The people who provide direct supports to people with developmental disabilities are critical to ensuring the quality of those supports. Unfortunately, research shows that for every ten direct support workers in a home, between five and seven workers leave in a given year. These high turnover rates increase recruiting, orientation, and training costs, decrease communication among staff members, decrease the continuity of treatment and care, increase administrative costs and job stress, and may reduce productivity and job satisfaction among those who choose to stay. The following study was implemented to identify factors that influence whether workers will stay or leave and to develop strategies to improve direct support worker retention.

Study Description

In 1993, researchers at the University of Minnesota began studying retention among newly hired residential direct support workers in 173 group homes in Minnesota. The study examined facility practices and characteristics that affect recruitment and retention. It also examined the experiences, perspectives, and characteristics of 172 direct support workers from when they were hired until they either quit or completed a year on the job. Preliminary results from the first of two facility surveys are available. Results from the staff surveys and the second facility survey will be available in 1997.

Results

Preliminary results from the first facility survey are available for 103 houses with six or fewer residents. Forty-one of the homes operate as Intermediate Care Facilities for persons with Mental Retardation (ICF-MR), and 62 operate under the Home and Community-Based Waiver Program. On average, these homes opened in 1989 and support an average of 4.7 people with mental retardation. Of the 465 people who live in these homes, 67% walk without assistance, 61% have severe or profound mental retardation, and 53% have a specific intervention program to address challenging behavior. Approximately 17.5% of these homes use live-in staff members.

These homes employ 975 direct support workers. Of those workers, most (77% ) are female, and the mean age was 32 years. These houses experienced several recruitment and retention challenges. For example, 64% of the supervisors reported having problems finding new direct support workers to replace those who have left, 43% reported problems with staff turnover, and 40% reported problems with staff motivation. The overall turnover rate in these homes was 46%. Notably, of the direct support workers who had quit within the previous 12 months, the majority quit in the first year of employment, with 41% leaving within six months of being hired and another 25% leaving between six and twelve months after hire.

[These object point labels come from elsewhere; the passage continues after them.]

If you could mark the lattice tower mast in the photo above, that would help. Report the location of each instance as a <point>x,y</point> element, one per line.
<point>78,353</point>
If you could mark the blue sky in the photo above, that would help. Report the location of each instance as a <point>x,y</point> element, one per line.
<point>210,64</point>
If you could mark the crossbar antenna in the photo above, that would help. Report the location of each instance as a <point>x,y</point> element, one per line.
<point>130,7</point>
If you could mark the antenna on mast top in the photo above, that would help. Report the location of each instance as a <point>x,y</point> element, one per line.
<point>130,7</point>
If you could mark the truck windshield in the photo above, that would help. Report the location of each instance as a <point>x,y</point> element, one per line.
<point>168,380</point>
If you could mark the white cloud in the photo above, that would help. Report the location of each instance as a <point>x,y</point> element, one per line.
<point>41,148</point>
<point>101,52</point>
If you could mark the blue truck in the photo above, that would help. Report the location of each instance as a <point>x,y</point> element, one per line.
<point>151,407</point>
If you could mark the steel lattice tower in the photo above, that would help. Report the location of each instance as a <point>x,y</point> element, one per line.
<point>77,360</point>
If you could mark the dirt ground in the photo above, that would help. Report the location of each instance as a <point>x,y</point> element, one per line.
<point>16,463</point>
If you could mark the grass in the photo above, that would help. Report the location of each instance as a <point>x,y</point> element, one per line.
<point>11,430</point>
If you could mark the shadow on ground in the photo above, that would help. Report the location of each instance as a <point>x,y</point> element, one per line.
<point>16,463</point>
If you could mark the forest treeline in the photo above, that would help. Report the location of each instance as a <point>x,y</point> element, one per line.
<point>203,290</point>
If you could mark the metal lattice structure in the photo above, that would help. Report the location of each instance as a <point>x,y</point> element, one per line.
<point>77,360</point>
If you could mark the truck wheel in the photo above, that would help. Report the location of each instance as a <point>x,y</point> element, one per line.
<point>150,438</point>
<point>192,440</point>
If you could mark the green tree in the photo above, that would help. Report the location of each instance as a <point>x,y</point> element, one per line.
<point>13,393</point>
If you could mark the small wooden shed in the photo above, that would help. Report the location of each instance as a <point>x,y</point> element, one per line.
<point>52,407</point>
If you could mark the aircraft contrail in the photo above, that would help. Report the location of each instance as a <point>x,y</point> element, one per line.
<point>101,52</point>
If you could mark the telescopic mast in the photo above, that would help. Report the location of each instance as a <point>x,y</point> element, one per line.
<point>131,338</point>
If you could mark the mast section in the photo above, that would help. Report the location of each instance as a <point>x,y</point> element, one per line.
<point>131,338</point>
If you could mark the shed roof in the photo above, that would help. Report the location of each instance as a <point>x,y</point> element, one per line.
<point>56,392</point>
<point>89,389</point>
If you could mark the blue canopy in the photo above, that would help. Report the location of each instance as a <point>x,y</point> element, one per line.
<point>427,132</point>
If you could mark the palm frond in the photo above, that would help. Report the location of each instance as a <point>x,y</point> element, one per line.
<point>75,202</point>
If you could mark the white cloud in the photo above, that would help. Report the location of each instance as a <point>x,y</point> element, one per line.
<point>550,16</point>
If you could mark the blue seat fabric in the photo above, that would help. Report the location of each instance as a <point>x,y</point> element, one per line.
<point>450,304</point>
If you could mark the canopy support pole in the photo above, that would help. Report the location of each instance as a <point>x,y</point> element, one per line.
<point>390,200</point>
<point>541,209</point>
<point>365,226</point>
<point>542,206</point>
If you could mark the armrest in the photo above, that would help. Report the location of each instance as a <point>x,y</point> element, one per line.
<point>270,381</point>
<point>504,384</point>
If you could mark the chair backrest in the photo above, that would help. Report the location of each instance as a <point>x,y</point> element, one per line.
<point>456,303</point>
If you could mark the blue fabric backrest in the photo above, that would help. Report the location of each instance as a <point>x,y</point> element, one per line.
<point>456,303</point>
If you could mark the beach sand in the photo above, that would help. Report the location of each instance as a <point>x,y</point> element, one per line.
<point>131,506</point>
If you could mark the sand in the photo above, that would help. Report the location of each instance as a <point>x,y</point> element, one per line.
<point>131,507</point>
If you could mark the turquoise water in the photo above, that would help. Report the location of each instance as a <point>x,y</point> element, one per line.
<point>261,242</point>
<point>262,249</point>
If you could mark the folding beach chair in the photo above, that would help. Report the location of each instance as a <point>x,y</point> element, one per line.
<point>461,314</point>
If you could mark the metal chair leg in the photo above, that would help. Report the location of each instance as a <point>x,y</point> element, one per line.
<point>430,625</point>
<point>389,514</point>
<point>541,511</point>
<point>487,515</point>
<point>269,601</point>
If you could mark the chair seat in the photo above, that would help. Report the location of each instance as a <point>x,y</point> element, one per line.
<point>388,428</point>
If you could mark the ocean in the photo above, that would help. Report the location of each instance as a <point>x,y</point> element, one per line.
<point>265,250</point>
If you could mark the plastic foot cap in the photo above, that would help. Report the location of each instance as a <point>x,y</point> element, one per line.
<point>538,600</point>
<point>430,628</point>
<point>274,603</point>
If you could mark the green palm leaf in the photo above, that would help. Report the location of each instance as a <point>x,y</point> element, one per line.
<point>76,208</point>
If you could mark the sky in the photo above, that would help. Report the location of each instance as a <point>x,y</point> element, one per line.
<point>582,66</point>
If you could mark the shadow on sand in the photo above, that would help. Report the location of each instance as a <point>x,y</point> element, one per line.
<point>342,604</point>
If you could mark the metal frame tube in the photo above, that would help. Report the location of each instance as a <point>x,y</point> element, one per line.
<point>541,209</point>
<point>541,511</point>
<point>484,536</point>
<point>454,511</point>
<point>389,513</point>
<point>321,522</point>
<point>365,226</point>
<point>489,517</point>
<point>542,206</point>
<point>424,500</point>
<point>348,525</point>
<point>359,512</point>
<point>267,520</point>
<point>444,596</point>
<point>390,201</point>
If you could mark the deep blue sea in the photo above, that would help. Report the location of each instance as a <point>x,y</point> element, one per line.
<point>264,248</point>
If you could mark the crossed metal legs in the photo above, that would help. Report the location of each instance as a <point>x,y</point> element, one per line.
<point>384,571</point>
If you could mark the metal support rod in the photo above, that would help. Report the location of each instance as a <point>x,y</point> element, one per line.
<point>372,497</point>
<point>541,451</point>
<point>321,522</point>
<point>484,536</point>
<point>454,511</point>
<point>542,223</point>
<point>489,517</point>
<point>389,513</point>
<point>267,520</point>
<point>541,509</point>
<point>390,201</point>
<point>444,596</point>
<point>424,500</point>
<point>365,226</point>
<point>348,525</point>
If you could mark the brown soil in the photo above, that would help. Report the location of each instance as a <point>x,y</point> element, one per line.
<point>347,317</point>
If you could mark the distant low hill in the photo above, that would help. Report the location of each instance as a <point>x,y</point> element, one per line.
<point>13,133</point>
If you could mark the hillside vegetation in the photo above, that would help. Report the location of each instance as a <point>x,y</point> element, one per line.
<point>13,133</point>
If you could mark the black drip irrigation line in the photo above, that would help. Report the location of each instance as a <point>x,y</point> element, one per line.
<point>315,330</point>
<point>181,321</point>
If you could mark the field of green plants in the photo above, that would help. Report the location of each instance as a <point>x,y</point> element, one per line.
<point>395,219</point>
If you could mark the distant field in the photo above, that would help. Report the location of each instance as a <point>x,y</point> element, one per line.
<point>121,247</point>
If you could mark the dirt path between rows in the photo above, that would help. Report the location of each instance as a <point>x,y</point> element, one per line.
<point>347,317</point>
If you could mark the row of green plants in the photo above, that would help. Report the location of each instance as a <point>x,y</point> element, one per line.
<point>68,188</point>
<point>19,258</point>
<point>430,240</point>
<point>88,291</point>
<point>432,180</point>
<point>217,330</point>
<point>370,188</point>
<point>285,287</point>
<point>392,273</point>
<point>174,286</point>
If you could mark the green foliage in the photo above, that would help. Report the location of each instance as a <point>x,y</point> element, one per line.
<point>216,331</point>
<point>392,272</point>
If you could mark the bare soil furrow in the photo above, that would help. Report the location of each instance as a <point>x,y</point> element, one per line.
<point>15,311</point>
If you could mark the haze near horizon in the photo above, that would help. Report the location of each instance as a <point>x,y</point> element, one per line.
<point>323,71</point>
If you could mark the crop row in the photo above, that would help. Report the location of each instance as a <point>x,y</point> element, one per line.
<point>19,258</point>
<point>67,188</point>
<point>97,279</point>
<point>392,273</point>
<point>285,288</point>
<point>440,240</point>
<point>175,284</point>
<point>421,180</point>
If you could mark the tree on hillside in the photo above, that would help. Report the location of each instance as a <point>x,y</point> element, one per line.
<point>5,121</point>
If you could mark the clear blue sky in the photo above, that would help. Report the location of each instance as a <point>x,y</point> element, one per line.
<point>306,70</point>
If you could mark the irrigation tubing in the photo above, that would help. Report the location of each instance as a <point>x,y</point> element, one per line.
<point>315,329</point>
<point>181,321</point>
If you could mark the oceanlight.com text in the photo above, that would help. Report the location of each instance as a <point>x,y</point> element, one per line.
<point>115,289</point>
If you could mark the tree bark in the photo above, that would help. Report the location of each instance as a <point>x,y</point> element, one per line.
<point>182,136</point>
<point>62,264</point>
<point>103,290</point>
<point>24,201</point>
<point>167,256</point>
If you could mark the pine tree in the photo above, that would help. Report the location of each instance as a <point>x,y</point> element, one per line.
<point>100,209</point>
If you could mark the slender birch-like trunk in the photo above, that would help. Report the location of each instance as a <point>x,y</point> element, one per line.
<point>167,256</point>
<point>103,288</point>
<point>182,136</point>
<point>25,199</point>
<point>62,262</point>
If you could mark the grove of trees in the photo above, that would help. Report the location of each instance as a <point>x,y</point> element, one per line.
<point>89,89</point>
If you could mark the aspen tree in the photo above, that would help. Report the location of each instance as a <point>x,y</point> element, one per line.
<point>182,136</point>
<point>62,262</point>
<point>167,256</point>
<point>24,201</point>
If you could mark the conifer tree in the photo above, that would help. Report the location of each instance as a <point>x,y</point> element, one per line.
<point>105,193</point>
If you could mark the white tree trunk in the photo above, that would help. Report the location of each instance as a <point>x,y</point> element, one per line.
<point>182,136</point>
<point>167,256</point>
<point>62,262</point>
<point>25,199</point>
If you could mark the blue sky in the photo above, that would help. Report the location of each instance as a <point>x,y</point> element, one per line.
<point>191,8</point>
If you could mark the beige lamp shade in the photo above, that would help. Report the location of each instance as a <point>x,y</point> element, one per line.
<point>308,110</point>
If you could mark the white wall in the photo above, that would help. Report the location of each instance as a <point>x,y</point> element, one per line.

In a preliminary analysis of factors associated with turnover, a significant percentage (23%) of the differences in turnover rates between homes could be explained. Higher turnover rates were associated with lower beginning wages, higher daily per diem rates, lower county unemployment rates, having fewer direct support workers, and supporting more people with severe or profound mental retardation. Once those factors were taken into account, county population, number of years the facility was open, ICF-MR status, and the use of live-in staff members did not help to explain differences in turnover rates of different houses. A separate analysis showed that homes in which a higher proportion of workers were eligible for paid leave time (in the form of sick time, vacation, or holiday pay) had significantly lower turnover rates.

Discussion and Recommendations

Based on these preliminary results, several strategies might be helpful to reduce turnover rates and to improve retention of new direct support workers. First, most of the people who quit did so after a short time on the job. One way to reduce this type of turnover is to use realistic job previews (RJPs) to make sure that recruits have good information about the job before they decide to take it or not. RJPs use strategies such as videotapes, booklets, oral presentations, work sample tests, and interviews to present undistorted information to job applicants about the job and the organization before a job offer has been made (Wanous, 1992). RJPs for residential settings should address things like relationships with co-workers or supervisors, opportunities to do fun things, pay and benefits, hours and scheduling practices, and difficult or unpleasant tasks such as assisting with personal care, supporting people with challenging behavior, providing transportation, and paperwork responsibilities. Another useful strategy is to provide incentives to current employees to recruit new workers. Workers recruited this way are likely to know more details about the job than applicants identified through newspaper advertisements and would therefore be less likely to leave shortly after hire because the job did not meet their expectations. A final recommendation is to examine paid leave policies. It may be less expensive to increase the proportion of direct support workers eligible for paid leave time than to continue to struggle with the costs of recruitment, training, and supporting new workers.

References

  • Wanous, J. P. (1992). Organizational entry: Recruitment, selection, orientation and socialization of newcomers (2nd Ed.). New York: Addison Wesley.